Can you imagine how the world could look if we actually defeat the
1%? We would hold all the productive power and wealth in common so we
could plan the economy in order to eradicate poverty, homelessness,
unemployment and all other profit-borne horrors. We could clean up the
environment and make sure the earth’s resources are sustainable for
future generations. We could work toward liquidating all oppression and
discrimination and building true equality.
But we can’t do it alone! Sam Marcy, the founder of Workers World
Party, called this all-encompassing struggle the “Global Class War.” And
it is a war. The 1% has made a mess of the world, but they have no
intention of handing it over to the rest of us without a fierce fight.
Youth in Syria, Iran, Cuba, Zimbabwe, Belarus and Venezuela are
fighting to keep the 1% out of their homelands. Palestinians are
resisting Zionist occupation. Prisoners are fighting back, demanding an
end to tortuous conditions. Workers are fighting to protect their
unions.
The battle lines are clearly drawn. Now, as this battle rages, the
OWS movement must clearly answer: “Which side are we on?” and “Are we
ready to fight until victory?”
The 1% - 99% semi-anarchist explanation of class relations does not reflect US social reality or the Marxist understanding of class relations. It is an unwarranted and unnecessary concession to the petty bourgeois forces in OWS and the liberal-left milieu around it. Class clarity is the hallmark of Marxism, and there is no reason to abandon it as we try to recruit OWSers to the movement that will really change the world.
ReplyDeleteJohn Studer expresses it better than me, so I will quote from him:
....the propertied rulers keep coming at us, determined and relentless, and their resources—political and financial—are large.
Capitalist rulers more than 1 percent
Many workers know they need a political perspective to take this on, but see no road outside of bourgeois politics, usually its liberal wing. Some look to Occupy groups and their railing against greedy banks and hedge funds—the 1 percent against all the rest of society.
The 1 percent/99 percent is an arbitrary division that serves to obfuscate real social classes, which are based on irreconcilable interests.

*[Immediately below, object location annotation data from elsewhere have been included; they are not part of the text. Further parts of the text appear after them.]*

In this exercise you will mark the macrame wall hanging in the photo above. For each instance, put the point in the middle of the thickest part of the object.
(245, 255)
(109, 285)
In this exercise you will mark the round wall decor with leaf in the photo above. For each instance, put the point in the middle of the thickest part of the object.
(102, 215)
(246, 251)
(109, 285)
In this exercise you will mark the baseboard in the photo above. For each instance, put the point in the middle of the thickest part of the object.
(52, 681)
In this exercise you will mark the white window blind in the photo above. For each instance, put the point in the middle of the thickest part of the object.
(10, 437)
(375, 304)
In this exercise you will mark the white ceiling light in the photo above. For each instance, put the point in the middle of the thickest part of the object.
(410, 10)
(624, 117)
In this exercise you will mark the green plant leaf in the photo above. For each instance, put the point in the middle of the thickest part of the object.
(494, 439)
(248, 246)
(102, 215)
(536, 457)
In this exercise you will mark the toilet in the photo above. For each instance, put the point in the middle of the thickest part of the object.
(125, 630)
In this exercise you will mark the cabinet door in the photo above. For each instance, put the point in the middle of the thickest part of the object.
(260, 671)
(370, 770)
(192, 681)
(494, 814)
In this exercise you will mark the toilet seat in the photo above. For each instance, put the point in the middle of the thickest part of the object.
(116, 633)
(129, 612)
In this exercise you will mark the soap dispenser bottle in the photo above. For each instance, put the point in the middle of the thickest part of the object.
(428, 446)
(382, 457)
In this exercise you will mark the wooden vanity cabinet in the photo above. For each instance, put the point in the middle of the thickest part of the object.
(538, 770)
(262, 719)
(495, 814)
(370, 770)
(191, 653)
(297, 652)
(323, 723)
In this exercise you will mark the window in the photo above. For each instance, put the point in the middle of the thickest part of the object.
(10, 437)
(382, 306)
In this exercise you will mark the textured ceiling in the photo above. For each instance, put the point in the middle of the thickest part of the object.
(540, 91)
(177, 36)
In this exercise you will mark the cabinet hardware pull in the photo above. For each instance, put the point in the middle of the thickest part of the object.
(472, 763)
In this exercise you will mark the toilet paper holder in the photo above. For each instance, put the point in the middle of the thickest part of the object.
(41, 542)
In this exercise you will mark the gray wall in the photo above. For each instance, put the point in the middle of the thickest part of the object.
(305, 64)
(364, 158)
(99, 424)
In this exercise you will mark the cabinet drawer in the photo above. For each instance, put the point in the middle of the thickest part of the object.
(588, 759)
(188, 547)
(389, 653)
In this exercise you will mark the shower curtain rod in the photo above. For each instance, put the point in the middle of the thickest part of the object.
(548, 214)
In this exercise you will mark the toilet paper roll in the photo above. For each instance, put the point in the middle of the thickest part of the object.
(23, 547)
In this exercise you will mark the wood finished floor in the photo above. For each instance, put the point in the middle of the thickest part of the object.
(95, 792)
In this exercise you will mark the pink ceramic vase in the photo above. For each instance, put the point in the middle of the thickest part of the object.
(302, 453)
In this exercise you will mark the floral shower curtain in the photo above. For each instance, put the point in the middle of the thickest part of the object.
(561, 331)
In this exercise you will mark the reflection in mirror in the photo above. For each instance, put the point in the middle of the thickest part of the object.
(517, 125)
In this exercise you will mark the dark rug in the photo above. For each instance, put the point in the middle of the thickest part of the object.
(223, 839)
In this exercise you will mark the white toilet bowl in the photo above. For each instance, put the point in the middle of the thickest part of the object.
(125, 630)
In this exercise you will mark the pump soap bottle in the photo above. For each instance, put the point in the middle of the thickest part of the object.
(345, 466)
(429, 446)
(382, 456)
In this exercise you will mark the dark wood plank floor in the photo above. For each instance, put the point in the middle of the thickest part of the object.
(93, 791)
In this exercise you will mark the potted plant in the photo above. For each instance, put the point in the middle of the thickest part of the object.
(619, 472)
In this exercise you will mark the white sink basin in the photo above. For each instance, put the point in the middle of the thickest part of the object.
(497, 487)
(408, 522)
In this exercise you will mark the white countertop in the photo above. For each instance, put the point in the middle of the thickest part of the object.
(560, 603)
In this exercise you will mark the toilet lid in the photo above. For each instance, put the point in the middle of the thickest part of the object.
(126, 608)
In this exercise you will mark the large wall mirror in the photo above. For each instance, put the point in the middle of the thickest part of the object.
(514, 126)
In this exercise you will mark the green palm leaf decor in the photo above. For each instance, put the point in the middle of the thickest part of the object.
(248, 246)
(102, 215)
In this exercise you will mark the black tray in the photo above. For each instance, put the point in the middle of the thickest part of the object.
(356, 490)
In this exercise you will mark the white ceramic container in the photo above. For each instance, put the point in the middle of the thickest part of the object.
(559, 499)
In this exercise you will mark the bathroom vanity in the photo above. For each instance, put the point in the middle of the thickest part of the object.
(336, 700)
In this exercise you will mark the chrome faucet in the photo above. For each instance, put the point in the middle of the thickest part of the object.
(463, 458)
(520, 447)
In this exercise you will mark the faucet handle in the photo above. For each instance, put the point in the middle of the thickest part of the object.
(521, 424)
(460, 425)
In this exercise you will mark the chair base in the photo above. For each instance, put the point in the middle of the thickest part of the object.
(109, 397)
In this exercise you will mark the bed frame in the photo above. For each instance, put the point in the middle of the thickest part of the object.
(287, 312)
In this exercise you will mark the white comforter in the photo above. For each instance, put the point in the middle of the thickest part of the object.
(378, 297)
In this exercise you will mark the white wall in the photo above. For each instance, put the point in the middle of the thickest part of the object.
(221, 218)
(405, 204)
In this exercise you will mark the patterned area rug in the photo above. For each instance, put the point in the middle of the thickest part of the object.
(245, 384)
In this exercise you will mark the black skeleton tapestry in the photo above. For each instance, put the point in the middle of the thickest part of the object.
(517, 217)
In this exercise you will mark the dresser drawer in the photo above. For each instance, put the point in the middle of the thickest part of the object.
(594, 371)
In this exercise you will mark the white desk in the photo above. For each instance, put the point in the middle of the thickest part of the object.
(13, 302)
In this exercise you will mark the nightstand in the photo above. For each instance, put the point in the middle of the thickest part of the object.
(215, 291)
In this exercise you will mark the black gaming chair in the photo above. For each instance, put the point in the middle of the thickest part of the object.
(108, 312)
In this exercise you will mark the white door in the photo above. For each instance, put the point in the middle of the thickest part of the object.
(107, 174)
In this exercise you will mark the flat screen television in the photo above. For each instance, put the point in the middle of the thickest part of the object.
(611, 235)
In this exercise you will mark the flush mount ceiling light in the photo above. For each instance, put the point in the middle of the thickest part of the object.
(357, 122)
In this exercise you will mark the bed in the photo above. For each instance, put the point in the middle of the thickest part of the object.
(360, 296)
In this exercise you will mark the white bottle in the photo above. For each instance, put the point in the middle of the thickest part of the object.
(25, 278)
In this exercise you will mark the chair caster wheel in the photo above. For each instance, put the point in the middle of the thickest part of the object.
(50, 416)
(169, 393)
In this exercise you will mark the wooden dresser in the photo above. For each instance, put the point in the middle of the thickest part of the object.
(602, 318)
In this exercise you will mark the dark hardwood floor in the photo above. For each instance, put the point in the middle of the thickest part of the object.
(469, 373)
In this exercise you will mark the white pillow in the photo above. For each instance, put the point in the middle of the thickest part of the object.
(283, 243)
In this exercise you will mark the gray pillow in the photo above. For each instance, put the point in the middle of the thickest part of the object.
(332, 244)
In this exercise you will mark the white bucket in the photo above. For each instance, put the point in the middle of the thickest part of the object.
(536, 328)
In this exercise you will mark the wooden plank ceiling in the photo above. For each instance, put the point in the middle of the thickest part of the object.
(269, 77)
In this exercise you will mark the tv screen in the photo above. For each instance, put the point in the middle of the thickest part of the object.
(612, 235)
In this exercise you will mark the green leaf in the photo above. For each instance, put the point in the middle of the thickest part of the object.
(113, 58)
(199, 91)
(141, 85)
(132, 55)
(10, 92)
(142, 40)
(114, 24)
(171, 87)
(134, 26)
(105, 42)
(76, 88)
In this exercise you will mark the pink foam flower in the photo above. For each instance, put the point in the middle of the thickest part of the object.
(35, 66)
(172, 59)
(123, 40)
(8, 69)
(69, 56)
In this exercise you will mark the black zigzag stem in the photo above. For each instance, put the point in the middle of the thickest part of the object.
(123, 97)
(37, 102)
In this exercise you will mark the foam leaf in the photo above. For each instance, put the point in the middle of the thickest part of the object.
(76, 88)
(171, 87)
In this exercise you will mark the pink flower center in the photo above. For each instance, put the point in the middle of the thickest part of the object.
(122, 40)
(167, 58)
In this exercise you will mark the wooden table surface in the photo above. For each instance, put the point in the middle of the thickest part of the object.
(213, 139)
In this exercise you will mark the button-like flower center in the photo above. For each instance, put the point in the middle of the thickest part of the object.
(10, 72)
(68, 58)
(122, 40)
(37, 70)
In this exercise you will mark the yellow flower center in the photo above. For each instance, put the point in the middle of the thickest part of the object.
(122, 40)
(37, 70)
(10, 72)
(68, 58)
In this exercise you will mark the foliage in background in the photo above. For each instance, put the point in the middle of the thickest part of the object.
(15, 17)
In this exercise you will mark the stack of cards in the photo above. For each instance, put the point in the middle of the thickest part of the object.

It dovetails perfectly with the demagogy that permeates the 2012 Democratic election campaign, part of the bosses’ two-party sham.
The propertied rulers and their allies represent much more than 1 percent of the population. The capitalist class, in many gradations of size, includes the owners of all the factories, mines, mills, real estate, transportation and shipping, retail and commercial distribution, banking and finance, media, legal and illegal drug manufacture and distribution, etc, etc.
They include owners and co-owners of the 1.3 million firms that employ 10 or more workers, more than 2 million top corporate executives and the board members of some 6,500 banks.
Maintaining “order” on the shop floor for the capitalist owners are millions of supervisors, foremen and other management personnel.
The bosses are backed by the armed power of their state: over 800,000 federal, state and local cops; some 518,000 prison guards and jailers; and another 100,000 parole and probation officers; a military officer corps of 200,000; 58,000 agents and support personnel in the FBI, Secret Service and Defense Intelligence Agency; tens of thousands more in the CIA and National Security Agency, whose exact numbers the rulers keep “top secret”; 41,000 immigration and border patrol personnel; 10,000 in the Drug Enforcement Agency; 5,000 Alcohol, Tobacco and Firearms agents; and more.
Add to this the millions who comprise a substantial section of middle-class “professional” layers not directly associated with production, but whose primary function is connected in one way or another to maintaining the social relations of capitalist production. These include lawyers, professors, think tank and non-governmental organization functionaries, etc—the self-styled “enlightened meritocracy.”
Rather than a “greedy” 1 percent, we confront the capitalist class and its allies representing far more than 10 times that—all of whom utterly depend on maintaining the exploitation of our labor, the source of all wealth. We are then confronted with the real class relations under capitalism, as well as the necessity and possibility of proletarian revolution to bring it to an end.